Parser Implementation Notes

  • The root node of a URISpace is not required to be any particular element, nor even in the URISpace namespace (see the first example in “Appendix C”, of URISpace, for instance). The root node is always mapped to a repoze.urispace.selectors.TrueSelector, for regularity.
  • Create selectors for nodes based on their QNames, using a dictionary. Create predicates for the selectors (where required) from the urispace:match attribute.
  • Any node whose QName does not map to a selector type should be treated as an operator. The default operator type is replace, with overrides coming from the urispace:op attribute.
  • The QName of an operator element is used to look up a converter, which is then passed the entire element (including children), and must return a (key, value) pair.
  • The default converter, used if no other is registered for the operator node’s QName, return the node’s QName as the key, and the node’s text as the value.

Implementing the Spec

  • repoze.urispace implements “Scheme Selectors” (section 3.1) by combining a selector and a predicate:

    • repoze.urispace.selectors.PredicateSelector
    • repoze.urispace.predicates.SchemePredicate
  • Of the “Authority Selectors” (section 3.2), repoze.urispace implements the “Host” variant (section 3.2.2) by combining a selector and a predicate:

    • repoze.urispace.selectors.PredicateSelector
    • repoze.urispace.predicates.NethostPredicate

    repoze.urispace does not implement selectors for “Authority Name” (section 3.2.1) or “User” (section 3.2.3). at this time.

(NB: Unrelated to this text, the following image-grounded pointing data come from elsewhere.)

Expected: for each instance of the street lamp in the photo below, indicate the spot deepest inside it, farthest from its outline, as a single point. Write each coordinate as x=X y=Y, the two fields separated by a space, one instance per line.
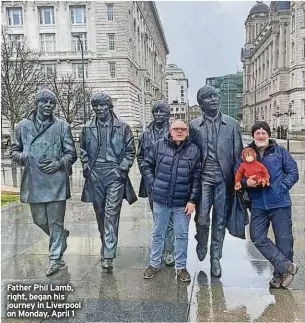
x=289 y=113
x=278 y=114
x=83 y=67
x=254 y=94
x=161 y=80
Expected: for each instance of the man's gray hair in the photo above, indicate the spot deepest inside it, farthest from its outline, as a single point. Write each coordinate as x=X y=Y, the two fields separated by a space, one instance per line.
x=160 y=104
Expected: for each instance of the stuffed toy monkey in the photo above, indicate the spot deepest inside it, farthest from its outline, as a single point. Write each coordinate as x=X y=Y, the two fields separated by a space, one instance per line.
x=250 y=167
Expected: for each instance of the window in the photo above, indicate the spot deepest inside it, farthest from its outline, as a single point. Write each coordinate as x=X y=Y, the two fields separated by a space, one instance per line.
x=48 y=69
x=292 y=52
x=77 y=71
x=111 y=42
x=109 y=12
x=78 y=15
x=47 y=43
x=112 y=70
x=293 y=23
x=76 y=45
x=46 y=16
x=17 y=40
x=14 y=16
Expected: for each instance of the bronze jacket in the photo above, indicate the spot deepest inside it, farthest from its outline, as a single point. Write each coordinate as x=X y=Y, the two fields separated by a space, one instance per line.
x=122 y=144
x=29 y=146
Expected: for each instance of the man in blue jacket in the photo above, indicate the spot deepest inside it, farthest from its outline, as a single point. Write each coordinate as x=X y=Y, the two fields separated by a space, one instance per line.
x=273 y=204
x=154 y=132
x=172 y=173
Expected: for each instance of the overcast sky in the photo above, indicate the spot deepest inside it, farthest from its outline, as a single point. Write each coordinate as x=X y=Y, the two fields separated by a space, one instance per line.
x=204 y=38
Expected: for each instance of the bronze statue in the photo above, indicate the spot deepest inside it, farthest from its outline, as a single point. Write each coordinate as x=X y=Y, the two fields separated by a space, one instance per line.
x=219 y=140
x=43 y=144
x=107 y=153
x=157 y=130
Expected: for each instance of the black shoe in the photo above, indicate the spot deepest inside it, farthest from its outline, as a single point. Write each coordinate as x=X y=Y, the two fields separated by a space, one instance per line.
x=201 y=248
x=201 y=251
x=53 y=267
x=67 y=233
x=215 y=268
x=289 y=275
x=107 y=264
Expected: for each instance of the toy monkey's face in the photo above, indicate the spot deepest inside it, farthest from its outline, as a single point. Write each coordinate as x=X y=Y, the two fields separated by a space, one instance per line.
x=249 y=157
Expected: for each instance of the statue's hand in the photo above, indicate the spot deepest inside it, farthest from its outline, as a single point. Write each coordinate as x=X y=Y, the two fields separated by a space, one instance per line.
x=23 y=158
x=50 y=167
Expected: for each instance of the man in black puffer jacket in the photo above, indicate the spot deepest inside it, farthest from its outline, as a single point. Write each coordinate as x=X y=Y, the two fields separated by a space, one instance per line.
x=172 y=172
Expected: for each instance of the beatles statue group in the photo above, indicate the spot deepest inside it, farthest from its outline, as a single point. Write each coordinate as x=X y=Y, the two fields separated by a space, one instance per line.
x=44 y=146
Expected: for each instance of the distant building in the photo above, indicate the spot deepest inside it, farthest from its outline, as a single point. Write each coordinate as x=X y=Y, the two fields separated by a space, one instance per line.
x=274 y=64
x=230 y=88
x=124 y=47
x=179 y=111
x=176 y=91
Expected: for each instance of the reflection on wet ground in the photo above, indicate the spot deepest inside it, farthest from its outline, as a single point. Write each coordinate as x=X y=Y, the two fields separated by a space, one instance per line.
x=240 y=295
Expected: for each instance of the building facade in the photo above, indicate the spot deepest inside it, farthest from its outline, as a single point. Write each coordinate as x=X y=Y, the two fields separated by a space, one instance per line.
x=230 y=89
x=177 y=92
x=274 y=65
x=124 y=47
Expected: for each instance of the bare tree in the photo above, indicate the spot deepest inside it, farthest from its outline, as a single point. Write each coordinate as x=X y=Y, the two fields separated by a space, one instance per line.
x=70 y=98
x=20 y=76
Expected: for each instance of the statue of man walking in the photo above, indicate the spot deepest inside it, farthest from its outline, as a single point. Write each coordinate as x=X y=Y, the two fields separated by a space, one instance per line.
x=44 y=145
x=157 y=130
x=219 y=140
x=107 y=153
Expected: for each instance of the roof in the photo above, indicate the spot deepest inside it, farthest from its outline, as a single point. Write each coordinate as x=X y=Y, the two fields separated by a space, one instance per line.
x=259 y=7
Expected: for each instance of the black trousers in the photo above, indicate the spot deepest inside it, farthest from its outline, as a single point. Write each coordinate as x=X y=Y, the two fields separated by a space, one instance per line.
x=107 y=195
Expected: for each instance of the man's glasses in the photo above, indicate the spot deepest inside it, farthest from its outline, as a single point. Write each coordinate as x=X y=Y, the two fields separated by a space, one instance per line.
x=180 y=129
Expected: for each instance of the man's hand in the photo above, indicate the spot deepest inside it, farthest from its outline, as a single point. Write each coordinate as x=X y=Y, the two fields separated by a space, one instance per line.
x=50 y=167
x=251 y=182
x=189 y=209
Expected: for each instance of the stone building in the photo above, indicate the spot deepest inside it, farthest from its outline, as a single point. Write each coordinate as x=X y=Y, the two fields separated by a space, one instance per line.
x=274 y=64
x=177 y=92
x=230 y=89
x=124 y=47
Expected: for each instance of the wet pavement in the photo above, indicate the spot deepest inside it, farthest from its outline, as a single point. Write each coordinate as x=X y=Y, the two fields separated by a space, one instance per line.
x=242 y=294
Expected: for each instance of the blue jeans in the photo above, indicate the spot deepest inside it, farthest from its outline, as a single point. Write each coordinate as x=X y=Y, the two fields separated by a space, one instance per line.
x=279 y=254
x=162 y=215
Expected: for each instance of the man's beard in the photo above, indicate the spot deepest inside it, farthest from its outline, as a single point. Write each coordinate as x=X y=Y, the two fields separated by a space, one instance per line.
x=261 y=144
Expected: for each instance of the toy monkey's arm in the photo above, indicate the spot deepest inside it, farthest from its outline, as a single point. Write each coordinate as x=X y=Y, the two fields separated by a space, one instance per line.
x=240 y=173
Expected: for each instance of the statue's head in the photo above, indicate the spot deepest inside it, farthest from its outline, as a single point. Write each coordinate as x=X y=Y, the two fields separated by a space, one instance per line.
x=208 y=99
x=45 y=102
x=161 y=112
x=102 y=105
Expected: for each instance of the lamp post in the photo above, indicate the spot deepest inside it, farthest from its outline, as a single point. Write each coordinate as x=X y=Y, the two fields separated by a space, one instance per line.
x=162 y=78
x=278 y=114
x=254 y=94
x=83 y=67
x=289 y=113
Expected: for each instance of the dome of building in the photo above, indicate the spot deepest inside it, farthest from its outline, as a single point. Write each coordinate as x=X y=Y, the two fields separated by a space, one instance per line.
x=259 y=7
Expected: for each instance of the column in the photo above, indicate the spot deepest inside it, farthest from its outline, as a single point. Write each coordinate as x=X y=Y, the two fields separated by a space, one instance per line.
x=270 y=57
x=288 y=45
x=274 y=36
x=282 y=46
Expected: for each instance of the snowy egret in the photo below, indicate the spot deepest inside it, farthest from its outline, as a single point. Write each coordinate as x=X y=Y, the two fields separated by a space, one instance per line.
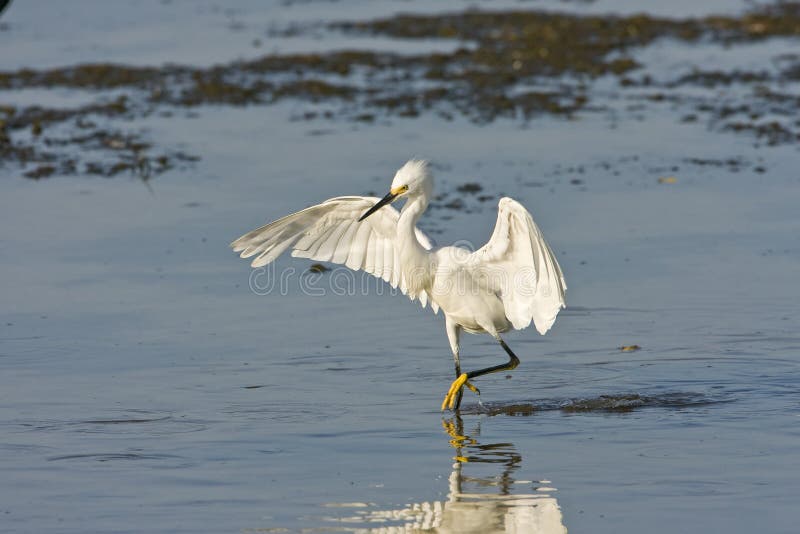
x=512 y=280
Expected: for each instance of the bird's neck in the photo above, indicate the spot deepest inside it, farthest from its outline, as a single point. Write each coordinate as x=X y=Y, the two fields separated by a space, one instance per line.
x=416 y=256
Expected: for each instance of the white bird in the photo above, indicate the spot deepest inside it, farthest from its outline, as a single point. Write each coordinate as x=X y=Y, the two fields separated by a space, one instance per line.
x=510 y=281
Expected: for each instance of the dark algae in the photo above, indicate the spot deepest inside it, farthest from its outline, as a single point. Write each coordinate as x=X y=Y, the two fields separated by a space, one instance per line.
x=508 y=64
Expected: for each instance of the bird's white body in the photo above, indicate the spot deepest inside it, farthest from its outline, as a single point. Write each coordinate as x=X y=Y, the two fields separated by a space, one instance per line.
x=511 y=281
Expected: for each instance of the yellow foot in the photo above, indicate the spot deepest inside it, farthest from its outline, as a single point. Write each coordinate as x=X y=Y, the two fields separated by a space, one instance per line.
x=450 y=399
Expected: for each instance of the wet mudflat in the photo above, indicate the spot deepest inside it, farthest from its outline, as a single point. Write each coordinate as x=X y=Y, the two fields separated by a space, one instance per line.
x=148 y=383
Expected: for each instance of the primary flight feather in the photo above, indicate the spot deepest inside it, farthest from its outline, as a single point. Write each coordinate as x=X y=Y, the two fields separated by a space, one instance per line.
x=510 y=282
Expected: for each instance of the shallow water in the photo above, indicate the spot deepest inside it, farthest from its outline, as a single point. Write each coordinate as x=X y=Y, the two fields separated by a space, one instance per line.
x=144 y=387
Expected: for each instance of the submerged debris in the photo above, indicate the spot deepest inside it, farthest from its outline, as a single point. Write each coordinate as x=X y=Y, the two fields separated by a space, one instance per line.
x=513 y=64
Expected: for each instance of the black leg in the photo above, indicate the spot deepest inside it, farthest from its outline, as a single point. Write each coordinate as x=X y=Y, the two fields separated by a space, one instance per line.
x=513 y=362
x=460 y=391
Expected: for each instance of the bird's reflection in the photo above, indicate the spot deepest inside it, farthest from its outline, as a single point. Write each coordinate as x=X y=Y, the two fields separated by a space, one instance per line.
x=484 y=495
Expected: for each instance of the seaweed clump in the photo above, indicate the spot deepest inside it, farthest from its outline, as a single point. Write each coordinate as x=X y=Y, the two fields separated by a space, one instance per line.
x=511 y=64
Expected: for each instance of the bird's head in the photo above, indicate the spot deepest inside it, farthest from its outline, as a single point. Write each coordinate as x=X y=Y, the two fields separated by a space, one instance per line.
x=412 y=179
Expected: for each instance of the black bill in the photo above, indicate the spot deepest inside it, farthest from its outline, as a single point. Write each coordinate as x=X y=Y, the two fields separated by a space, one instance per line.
x=381 y=203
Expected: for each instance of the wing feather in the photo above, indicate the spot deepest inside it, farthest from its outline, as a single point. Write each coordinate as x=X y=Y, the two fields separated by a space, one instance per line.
x=330 y=231
x=519 y=265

  • repoze.urispace implements “Path Segment Selectors” (section 3.3) by combining a selector and a predicate:

    • repoze.urispace.selectors.PredicateSelector
    • repoze.urispace.predicates.PathFirstPredicate

Note

the semantics of the path segment selector in the spec require matching only on the first element of the current path. repoze.urispace provides extensions which allow for matches on the last element of the current path, and for matches on any element of the current path. See Extending the Spec.

  • repoze.urispace implements “Query Selectors” (section 3.4) by combining a selector and one of two predicates, based on whether the match string includes an =:
    • repoze.urispace.selectors.PredicateSelector
    • repoze.urispace.predicates.QueryKeyPredicate
    • repoze.urispace.predicates.QueryValuePredicate

Extending the Spec

The URISpace specification contemplates extension via what it calls “External Selectors” (see chapter 4). repoze.urispace in fact uses this facility to provide additional selectors:

  • repoze.urispace implements an extension to “Path Segment” selectors (section 3.3), allowing a match on the last element of the current path:
    • repoze.urispace.selectors.PredicateSelector
    • repoze.urispace.predicates.PathLastPredicate
  • repoze.urispace implements an extension to “Path Segment” selectors (section 3.3), allowing a match on any element of the current path:
    • repoze.urispace.selectors.PredicateSelector
    • repoze.urispace.predicates.PathAnyPredicate
  • repoze.urispace.selectors.TrueSelector always dispatches to contained elements; its primary use is to represent the root node of a URISpace.
  • repoze.urispace.selectors.FalseSelector never dispatches to contained elements. Its primary use is in “commenting out” sections of the URISpace.